IL CONTESTO
L'idea probabilistica della morte
Se ci ammaliamo di cancro, sappiamo di avere una certa probabilità di morire, di guarire o, comunque, di sopravvivere per un determinato periodo.
Anche al di là del cancro, questa sorta di "idea probabilistica" della morte non è, però, di per sé estranea alla psiche umana. Senza alcuna necessità di conoscere la statistica, abbiamo imparato precocemente ad avventurarci nella vita, accettando una certa dose di rischio connessa a ogni progresso, a ogni crescita e progressiva acquisizione dell'indipendenza e dell'autonomia. Possiamo dunque dire che l'idea probabilistica della morte ci appartiene, fa parte dei nostri processi psichici vitali ed è collegata alla nostra di capacità di accettare rischi proprio in nome della possibilità di vivere!
Nel corso degli infiniti adattamenti che costellano la vita umana, tale idea appare venata da un ché di "naturale", che non la rende traumatica anche perché, almeno per il lungo periodo della crescita, l'assunzione di rischi è stata sorvegliata dapotenti agenzie educative (la famiglia, la scuola...) che cercano di garantire che tali rischi siano adeguati alle nostre capacità di affrontarli.
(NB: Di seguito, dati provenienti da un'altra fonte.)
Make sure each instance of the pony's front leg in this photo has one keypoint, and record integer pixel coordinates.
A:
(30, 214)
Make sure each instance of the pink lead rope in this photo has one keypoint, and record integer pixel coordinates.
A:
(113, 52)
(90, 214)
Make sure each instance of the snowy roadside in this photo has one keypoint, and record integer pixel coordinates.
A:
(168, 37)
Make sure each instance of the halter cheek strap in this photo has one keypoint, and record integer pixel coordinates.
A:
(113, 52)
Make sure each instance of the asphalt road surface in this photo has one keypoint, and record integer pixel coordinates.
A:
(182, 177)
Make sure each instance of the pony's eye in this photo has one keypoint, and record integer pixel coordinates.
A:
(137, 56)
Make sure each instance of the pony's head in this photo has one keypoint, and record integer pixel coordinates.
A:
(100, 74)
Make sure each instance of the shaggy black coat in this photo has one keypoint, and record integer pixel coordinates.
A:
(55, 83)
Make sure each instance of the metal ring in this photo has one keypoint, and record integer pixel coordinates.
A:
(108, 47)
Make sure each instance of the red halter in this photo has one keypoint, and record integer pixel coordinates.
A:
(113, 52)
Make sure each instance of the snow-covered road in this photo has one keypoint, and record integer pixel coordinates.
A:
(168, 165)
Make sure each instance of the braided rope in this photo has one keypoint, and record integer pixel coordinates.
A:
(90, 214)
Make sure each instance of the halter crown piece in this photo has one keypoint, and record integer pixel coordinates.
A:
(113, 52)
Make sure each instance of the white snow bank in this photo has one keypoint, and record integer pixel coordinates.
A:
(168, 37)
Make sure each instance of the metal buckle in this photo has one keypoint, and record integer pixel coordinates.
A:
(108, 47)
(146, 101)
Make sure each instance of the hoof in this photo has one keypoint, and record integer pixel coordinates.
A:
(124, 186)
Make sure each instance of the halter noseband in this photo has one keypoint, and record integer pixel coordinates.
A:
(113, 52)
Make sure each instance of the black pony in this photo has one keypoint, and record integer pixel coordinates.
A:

La conoscenza dell'ambiente, la capacità di utilizzare l' esperienza per compiere generalizzazioni e ipotesi sul futuro sono potenti strumenti che ci aiutano a sentirci abbastanza al sicuro nella vita quotidiana, anche se compiamo operazioni rischiose come andare in automobile, maneggiare apparecchiature elettriche, cambiare lavoro, innamorarci ecc.
Se invece ci ammaliamo di cancro, il rischio di morte, confinato sino ad allora in una zona "di contesto" della mente (fuso cioè nelle abituali condizioni ambientali accettate e, come tale, tenuto sotto controllo e ricondotto ad una certa "naturalità" del vivere) irrompe prepotentemente all'interno dell'orizzonte vitale e tende ad essere avvertito come un rischio "innaturale". Ciò deriva senz'altro dal noto ostracismo dato dalla nostra cultura alla malattia grave, quella per la quale si muore davvero. Quasi non fosse invece "naturale" che ci si possa ammalare e morire. In fin dei conti, nei nostri geni non è scritto che l' individuo debba sopravvivere indefinitamente; ciò non èscritto neppure nella psiche, tant'è che l' adattamento affettivo e mentale alla morte è una funzione dei processi di crescita e invecchiamento; la stessa per la quale, anche in modo del tutto inconsapevole, persone giovani possono pensare la loro vita su lunghi tempi e persone meno giovani su tempi più brevi.
L'incontro con il cancro fa saltare i progetti, brevi o lunghi che siano, induce una sorta di senso disperato e desolato di rovina, poiché introduce direttamente nel campo vitale un "principio di incertezza" (vivrò? quanto ancora? come?) sino ad allora confinato in un'area psichica presidiata da difese o comunque accettato come condizione "sotto controllo" della vita.